Sams’K Le Jah du Balai Citoyen : « Beaucoup sont déçus par l’opposition »

L’artiste « reggaemaker » burkinabè Sams’K le Jah a créé avec son ami Smockey, un autre artiste, le mouvement « Balai Citoyen » dont l’objectif, selon eux, est d’assainir la scène politique burkinabè et susciter une prise de conscience des  jeunes sur leurs conditions de vie. Le mouvement s’est illustré à travers des participations des marches contre l’institution d’une deuxième chambre et la vie chère au Burkina. Dans cet entretien Sams’K Le Jah parle du groupe, du sankarisme et de certains problèmes sociopolitiques.

 

Sams'K Le Jah estime que le "Balai Citoyen" est différent du mouvement "Y'en a marre"
Sams’K Le Jah estime que le « Balai Citoyen » est différent du mouvement « Y’en a marre »

 

Boukari Ouédraogo (B.O) : Vous avez créé depuis quelques mois le « Balai Citoyen » avec des amis. Peut-on dire que ce mouvement est une copie parfaite de « Y’en a marre » qu’on a connu au Sénégal

Sams’K Le Jah (SKJ): Copie parfaite ? Non. Ce n’est pas une copie parfaite. Nous sommes engagés dans la lutte depuis des années. Nous nous sommes retrouvés pour mettre ensemble nos efforts. C’est vrai qu’on s’inspire de bon nombre de mouvements qui ont existé comme « Y’en a marre » au Sénégal. J’ai particulièrement rencontré les leaders du groupe. On a discuté et nous nous sommes donné des idées. Copie conforme ce n’est donc pas le cas.

B.O : Quelle est donc la différence entre « Y’en a marre » et le « Balai Citoyen »?

SKJ : La première différence, c’est la date de naissance (rires). En plus, les réalités sociopolitiques ne sont pas les mêmes. Nous ne pouvons pas forcément appliquer ce qu’ils ont fait au Sénégal ici (ndlr, Burkina Faso). Nous aussi nous avons nos réalités sociopolitiques. Nous sommes obligés de fonctionner en tenant compte de cela.

B.O : L’objectif du « Balai Citoyen » en ce moment, c’est de lutter contre l’instauration d’un Sénat mais aussi la cherté de la vie. A part cela, quels sont les autres objectifs de votre mouvement ?
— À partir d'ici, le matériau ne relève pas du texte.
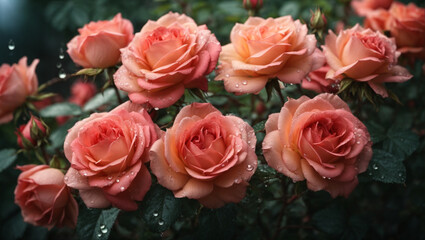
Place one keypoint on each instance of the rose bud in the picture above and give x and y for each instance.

SKJ : L’objectif pour nous, c’est d’avoir un pays normal. Il faut d’abord dire que j’utilise le terme pays « normal » avant François Hollande. Il ne faut pas penser que c’est lui qui m’a inspiré. Non (rires). Pour nous, c’est avoir un pays avec une vraie démocratie. Un pays où ceux qui ont édicté des règles démocratiques respectent eux-mêmes ces règles préétablies. Parmi ces règles se trouve la clause de l’article 37 qui limite le mandat présidentiel à deux quinquennats. Contre le Sénat, pour la bonne et simple raison que Blaise  (ndlr Blaise Compaoré, Président du Faso) ne peut pas aujourd’hui se rappeler qu’il doit renforcer la démocratie. La Constitution existe depuis 1991. Ce n’est pas à deux ans de la fin de son mandat qu’il va se rappeler qu’il doit renforcer la démocratie. Comme je le dis dans l’une de mes chansons la panoplie d’institutions n’est pas signe de vitalité démocratique, quand le judiciaire devient la concubine de l’exécutif. Il y a des institutions qui existent. Il faut arriver à les faire fonctionner normalement avant de nous proposer d’autres choses. En plus d’être budgétivore, parce c’est ce même président, c’est son parti qui il y a dix ans en 2002, avait dit que la deuxième chambre était budgétivore lourde de façon administrative… patati-patata. On se rend compte qu’économiquement et socialement, le Burkina n’a pas fait de progrès dans le sens du positif. Mais comment cela se fait que dans cette situation de galère, que ce soit maintenant qu’on veuille mettre en place le Sénat. Il y a une contradiction qu’on ne peut pas accepter. Si Sénat il doit y avoir que ce soit après Blaise, pas avant lui.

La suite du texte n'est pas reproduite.